My feelings precisely, gato.  When I explained that to Mrs E, however, she informed me that the line between pragmatism and being a smart aleck isn't very fine smiley: smile

Well then, Dan, when are we going to see one in your beard?

Indeed it is, Clint, at least that's what those of on the board would like to think!

Thank you, Beard Whisperer, webwzrd and Larry!

Thank you for that Dave.  I really am very proud of my beard and enjoy it more each day.  Well, that latter statement isn't really true, as you can read below smiley: embarassed

What's this, abertat?  How can a bow tie not fit with your obsessive neatness?  smiley: wink

Thanks, mrjojo!  Yeah, birds are a blast, though I'm sure your canary sings far prettier than my parrot!

Hey, good to see you back, nnbeard!  Looking forward to seeing you in a bow tie in the future, too!

Yeah, there comes a point when a tie just isn't that useful anymore, Dirk, is it.  If you want to show off your knotting skills you could always try it this way with a regular necktie, though!smiley: laugh

I wish my cats would do that, Paul.  All they do is pat me patiently on the arm when their hungry.
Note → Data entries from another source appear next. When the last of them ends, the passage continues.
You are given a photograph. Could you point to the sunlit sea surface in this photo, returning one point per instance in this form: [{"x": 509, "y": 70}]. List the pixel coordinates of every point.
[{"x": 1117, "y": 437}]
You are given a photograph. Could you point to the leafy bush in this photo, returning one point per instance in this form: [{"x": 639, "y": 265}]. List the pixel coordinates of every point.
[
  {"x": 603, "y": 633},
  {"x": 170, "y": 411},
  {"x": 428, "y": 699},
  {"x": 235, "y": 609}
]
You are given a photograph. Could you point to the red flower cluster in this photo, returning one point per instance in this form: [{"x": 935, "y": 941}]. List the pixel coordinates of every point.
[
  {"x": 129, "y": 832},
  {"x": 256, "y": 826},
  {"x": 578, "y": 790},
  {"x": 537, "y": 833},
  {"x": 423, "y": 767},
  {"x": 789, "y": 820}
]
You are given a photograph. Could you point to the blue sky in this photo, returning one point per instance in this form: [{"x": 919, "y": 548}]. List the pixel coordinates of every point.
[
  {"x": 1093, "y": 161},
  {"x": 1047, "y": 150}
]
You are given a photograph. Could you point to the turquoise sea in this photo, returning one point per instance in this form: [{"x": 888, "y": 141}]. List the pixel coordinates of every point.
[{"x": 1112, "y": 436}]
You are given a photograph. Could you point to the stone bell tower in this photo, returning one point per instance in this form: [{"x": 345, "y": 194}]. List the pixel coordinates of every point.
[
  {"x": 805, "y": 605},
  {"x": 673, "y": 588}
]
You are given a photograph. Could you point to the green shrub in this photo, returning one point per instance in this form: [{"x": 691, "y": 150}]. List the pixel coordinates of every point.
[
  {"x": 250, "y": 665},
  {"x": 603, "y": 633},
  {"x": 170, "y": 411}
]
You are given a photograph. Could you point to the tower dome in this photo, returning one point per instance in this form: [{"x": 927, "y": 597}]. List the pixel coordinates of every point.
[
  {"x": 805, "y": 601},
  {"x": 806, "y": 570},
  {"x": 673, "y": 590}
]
-------------------------------------------------------

Well, as I mentioned above to Dave, this was one of those weeks that started of with one beard-related food disaster and they just kept coming all week.  On Sunday my daughter and her fiancee were at the house for dinner and to get the last of the wedding plans ironed out.  I made a nice dinner that included arancini with fresh marinara sauce made with tomatoes from our garden.  At one point during dinner I went to put a bite of marinara-swaddled arancino in my mouth and somehow manage to knock it off my fork, just when all four women were looking at me!  It rolled down my beard and onto my plate, at which point my future daughter-in-law said something like, "Oh look, isn't that sweet, he's rolling out the red carpet for us."  Speaking of smart alecks, I think she's going to fit into our household just fine.  The week continued with me seeming to get something in my beard at every meal, though most of the time it was minor, at least until lunch yesterday when I bit into my banh mi only to have it disintegrate into a mess of pork, Asian pickles, and mayonnaise that doused my beard and my computer keyboard!  I was reminded of the disaster throughout the afternoon as the aroma of fish sauce was constantly wafting up from my beard. smiley: sick  On the bright side, I suppose, is that my beard kept it all off my shirt!

As many of you probably know, the World Beard and Mustache Championships took place in Leogang, Austria today.  My friend, Madison Rowley, the guy with the huge dark beard seen with me below won the full beard natural world title!  His beard truly is a magnificent thing to see and this title couldn't have gone to a more deserving beard and the gentleman who wears it.  BRAVO Madison!!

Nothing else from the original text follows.